Personal details
- Born: Lev Shankovsky 9 September 1903 Duliby, Stryi Raion, Galicia, Austria-Hungary
- Died: 25 April 1995 (aged 91) Philadelphia, Pennsylvania, U.S.
- Occupation: Politician

Military service
- Battles/wars: World War II

= Lev Shankovsky =

Ukrainian rebel soldier and military historian

Lev Shankovsky (Шанко́вський Лев Петро́вич, Шанкі́вський), (pseudonym - "Dzvin", "Oleh Martovych") was a Ukrainian military historian and former Ukrainian Insurgent Army (UPA) soldier, a leading member of the Banderite faction of the Organization of Ukrainian Nationalists. He was a full member of the Shevchenko Scientific Society.

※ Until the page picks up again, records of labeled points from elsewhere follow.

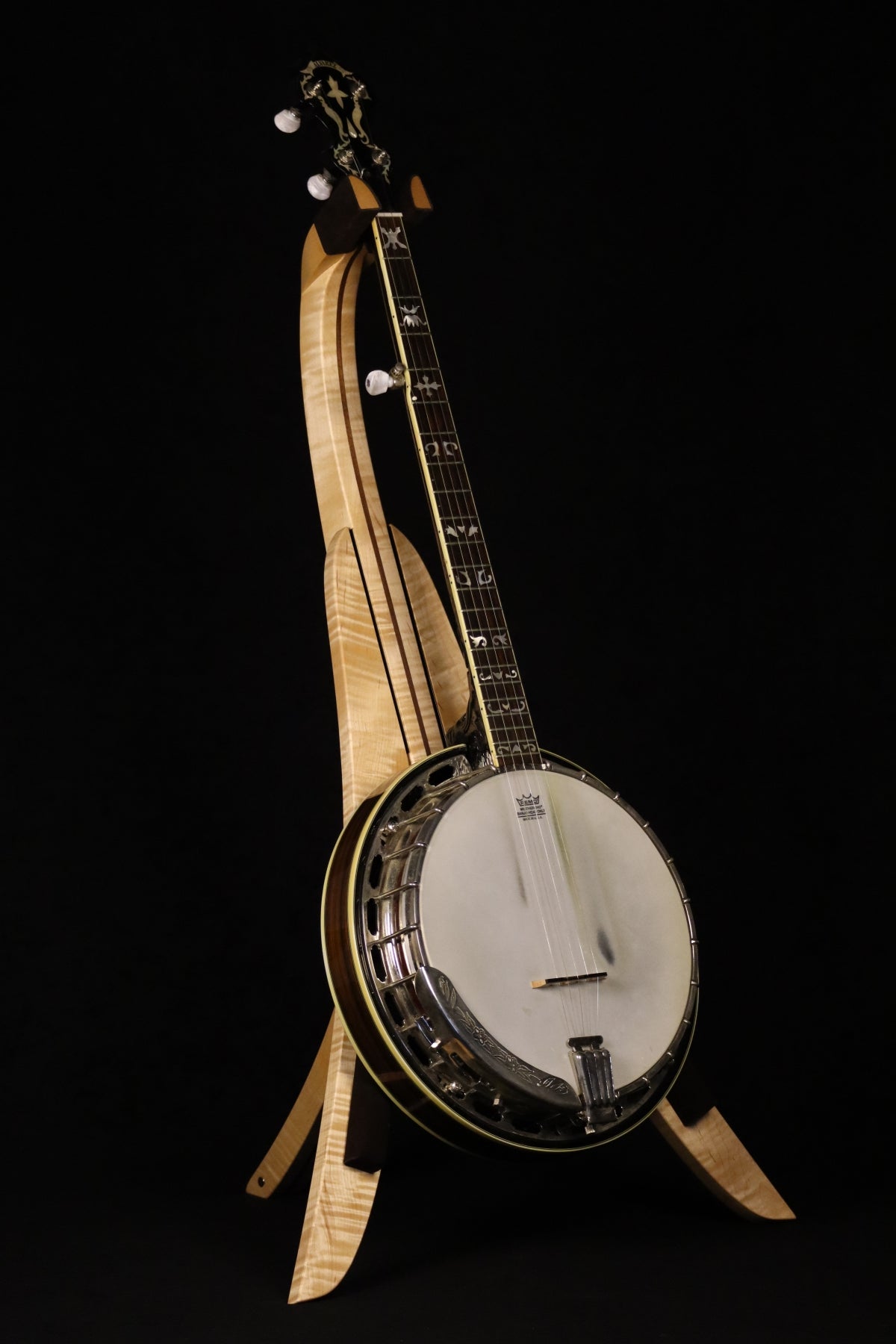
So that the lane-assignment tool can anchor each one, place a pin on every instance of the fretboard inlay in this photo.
(496, 679)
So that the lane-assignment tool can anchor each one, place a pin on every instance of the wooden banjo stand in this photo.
(401, 683)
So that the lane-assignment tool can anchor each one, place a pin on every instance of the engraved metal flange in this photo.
(435, 1035)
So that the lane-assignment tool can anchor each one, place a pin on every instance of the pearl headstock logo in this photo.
(529, 808)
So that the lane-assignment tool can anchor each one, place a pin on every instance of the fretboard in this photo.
(489, 650)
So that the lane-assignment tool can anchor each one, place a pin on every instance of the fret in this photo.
(496, 678)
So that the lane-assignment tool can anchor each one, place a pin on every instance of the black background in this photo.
(656, 279)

Shankovsky was born in 1903 in the village of Duliby, Stryi Raion. He received military education in Ukrainian and Polish schools and served in the armies of the UPR and the UGA. Participants of the First Winter Campaign (1920). During the Second World War, he participated in the Resistance in the Ukrainian Insurgent Army.

In January 1944, Shankovsky, as a leader of the UPA forces, headed the initiating commission that established contacts with representatives of former Ukrainian political parties as well as nonpartisan activists.

Author publications: "Ukrainian Liberation Movement in Modern Times" (1951), "UPA and Its Clandestine Literature" (1952), "The Original Group of OUN" (1958), "Ukrainian Insurgent Army in the struggle for statehood" (1958), "Ukrainian Galician Army" (1974).

Shankovsky died on 25 April 1995, aged 91, in Philadelphia, Pennsylvania, and was interred in the Ukrainian Orthodox Cemetery in South Bound Brook, New Jersey.